While eating, I and two of my friends from Sagada were having some meaningful conversations. They bought a bag of vegetable and two cans of sardines that dined for  dinner. One of my companions, Lawrence, is a student president of a high school in Sagada. He was elected prior to this upcoming school year. 

The question was simple that squeezed our coconut shells: “what could be a good student council project?”. According to Lawrence, their school homes less than 500 students from the Northern part of Sagada.

What came first to my mind was a typical journalism workshop for the student publication  team. I even bragged to get me for free. I told him I volunteer my time and even my money to suffice my expenses when going there. Sagada is a six-hour drive from Baguio and it takes P220 to reach the town resort  using the GL/ Lizardo bus line.

But smart Lawrence argued. A good project should benefit everyone. Sean on the other corner of the room spoke. “Pagbasuraan di moma”. He was suggesting a spitting bin for beetle nut users.

I burst to a good laugh. I bet, no lawyer would come up with an idea like that. Lawrence admitted that part of their campus has turned reddish due to some students spitting anywhere when chewing beetle nut. 

In the City of Pines, spitting is regulated so fellow Igorots have come up with a strategy of bringing a mineral water bottle to spit into. The culture of spitting is very strong in the province of Ifugao where the tradition is super strong (Colgate, Hapee and Close Up hate that province). Laws there were passed to control NOT THE CULTURE BUT THE  IRRESPONSIBLE SPITTING. I call it "barbaric spitting". 

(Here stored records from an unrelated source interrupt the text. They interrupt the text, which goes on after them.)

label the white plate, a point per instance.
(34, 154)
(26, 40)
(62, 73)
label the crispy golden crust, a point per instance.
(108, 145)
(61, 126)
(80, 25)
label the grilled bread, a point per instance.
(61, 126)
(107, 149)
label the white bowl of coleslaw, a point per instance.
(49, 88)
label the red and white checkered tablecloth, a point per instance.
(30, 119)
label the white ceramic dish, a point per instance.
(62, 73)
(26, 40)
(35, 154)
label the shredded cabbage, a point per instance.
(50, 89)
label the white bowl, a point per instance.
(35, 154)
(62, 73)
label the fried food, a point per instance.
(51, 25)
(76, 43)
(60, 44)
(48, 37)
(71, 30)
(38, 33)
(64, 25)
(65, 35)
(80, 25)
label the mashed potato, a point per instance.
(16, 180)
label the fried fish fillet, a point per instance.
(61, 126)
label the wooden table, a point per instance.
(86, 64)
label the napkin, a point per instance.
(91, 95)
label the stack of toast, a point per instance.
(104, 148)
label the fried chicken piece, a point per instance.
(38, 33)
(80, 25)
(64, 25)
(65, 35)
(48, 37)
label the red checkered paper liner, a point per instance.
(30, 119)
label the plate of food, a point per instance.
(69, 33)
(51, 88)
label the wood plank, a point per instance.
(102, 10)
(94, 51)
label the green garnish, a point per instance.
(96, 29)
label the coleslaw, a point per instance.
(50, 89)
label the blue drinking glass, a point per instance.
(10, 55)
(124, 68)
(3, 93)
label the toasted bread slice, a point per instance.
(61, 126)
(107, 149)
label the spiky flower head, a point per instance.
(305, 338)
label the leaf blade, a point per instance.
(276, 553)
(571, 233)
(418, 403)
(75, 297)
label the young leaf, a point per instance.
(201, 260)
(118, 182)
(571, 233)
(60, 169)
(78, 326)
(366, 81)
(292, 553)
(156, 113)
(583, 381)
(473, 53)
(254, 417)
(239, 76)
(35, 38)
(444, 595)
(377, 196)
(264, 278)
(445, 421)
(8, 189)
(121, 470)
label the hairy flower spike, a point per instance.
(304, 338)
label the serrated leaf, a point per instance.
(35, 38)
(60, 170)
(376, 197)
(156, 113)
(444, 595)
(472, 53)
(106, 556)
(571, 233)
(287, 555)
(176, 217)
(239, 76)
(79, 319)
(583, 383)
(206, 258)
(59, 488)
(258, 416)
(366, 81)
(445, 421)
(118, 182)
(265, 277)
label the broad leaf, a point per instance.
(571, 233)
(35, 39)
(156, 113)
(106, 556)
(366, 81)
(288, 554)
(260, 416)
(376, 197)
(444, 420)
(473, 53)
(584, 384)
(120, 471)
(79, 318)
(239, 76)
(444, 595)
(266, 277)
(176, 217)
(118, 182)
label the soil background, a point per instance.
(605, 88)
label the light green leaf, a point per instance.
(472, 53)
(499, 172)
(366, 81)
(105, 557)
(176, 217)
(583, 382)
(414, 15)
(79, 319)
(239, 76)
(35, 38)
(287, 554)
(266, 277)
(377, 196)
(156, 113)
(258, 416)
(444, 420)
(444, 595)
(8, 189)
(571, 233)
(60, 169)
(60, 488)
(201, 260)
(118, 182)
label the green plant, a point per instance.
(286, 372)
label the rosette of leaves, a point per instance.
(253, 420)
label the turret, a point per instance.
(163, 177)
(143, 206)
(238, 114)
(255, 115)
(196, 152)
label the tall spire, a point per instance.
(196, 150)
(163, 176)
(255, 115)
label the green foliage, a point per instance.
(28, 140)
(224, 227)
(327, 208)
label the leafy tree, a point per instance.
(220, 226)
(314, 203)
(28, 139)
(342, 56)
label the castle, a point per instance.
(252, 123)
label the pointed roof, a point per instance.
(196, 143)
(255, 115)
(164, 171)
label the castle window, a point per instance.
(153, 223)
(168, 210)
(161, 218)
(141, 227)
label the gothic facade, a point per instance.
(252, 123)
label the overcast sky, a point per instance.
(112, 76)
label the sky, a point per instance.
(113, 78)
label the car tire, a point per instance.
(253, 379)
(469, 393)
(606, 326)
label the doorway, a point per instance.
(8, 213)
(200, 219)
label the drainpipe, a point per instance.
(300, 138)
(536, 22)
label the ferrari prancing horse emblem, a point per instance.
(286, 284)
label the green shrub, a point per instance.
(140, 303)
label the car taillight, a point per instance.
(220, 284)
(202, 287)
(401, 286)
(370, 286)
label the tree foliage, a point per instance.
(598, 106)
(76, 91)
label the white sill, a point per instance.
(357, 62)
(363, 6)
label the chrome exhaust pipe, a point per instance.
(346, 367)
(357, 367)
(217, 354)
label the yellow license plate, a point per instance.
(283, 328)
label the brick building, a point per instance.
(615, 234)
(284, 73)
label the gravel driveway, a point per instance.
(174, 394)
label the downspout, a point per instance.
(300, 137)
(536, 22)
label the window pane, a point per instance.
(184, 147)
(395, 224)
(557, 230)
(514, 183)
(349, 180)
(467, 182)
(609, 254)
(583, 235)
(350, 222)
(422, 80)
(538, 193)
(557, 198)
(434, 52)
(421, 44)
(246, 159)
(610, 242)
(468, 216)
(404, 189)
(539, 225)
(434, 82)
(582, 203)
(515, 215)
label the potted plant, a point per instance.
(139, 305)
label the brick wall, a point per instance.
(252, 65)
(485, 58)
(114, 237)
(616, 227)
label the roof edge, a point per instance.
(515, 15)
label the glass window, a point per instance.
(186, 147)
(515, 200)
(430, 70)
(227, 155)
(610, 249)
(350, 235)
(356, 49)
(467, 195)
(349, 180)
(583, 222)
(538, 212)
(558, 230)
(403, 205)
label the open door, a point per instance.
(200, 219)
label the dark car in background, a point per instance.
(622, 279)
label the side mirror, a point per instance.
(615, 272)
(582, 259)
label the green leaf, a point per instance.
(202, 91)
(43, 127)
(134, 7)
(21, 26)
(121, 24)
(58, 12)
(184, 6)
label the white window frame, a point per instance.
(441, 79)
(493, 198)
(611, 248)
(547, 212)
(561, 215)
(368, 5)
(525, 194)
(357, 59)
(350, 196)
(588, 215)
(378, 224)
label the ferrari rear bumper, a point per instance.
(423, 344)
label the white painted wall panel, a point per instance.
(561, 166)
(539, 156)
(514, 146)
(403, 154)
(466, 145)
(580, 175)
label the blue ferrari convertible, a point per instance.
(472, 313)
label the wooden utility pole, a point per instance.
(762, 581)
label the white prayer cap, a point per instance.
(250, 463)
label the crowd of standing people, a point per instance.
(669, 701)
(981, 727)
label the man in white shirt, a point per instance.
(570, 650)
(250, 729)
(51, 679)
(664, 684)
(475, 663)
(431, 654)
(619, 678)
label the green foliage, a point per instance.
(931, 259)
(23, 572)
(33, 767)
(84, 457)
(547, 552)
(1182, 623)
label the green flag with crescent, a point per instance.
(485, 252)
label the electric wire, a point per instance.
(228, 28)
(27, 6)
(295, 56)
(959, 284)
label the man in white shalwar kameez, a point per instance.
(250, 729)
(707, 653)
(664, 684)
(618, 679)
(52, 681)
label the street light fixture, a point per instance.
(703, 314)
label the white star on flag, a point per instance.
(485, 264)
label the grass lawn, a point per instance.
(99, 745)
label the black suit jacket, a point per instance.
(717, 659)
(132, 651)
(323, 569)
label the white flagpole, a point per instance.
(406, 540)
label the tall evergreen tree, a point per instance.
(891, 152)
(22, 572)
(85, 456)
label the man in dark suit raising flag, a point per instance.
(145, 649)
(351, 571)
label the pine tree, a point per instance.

In areas here in the city where fellow Igorots spend their free time, you would see red spots. And EWWWWWWWW, as lowlanders exclaim, not cool at all! I do not understand why these barbaric people use the "tradition" excuse of chewing beetle nut to cover up their barbaric act of spitting anywhere. For sure, their home walls are already red!

These people who just spit anywhere do not know how dirty their spits are. Even though you are not chewing anything, it is DIRRRRRTY to just spit anywhere. I remember a neighbor during one overnight ritual at our home in Sagada. He asked me to prepare him a container filled with soil. He will be spitting on the soil. It was perfect!

I laughed at the idea. 

I asked. “Should we call project that MOMA ARINOLA?”.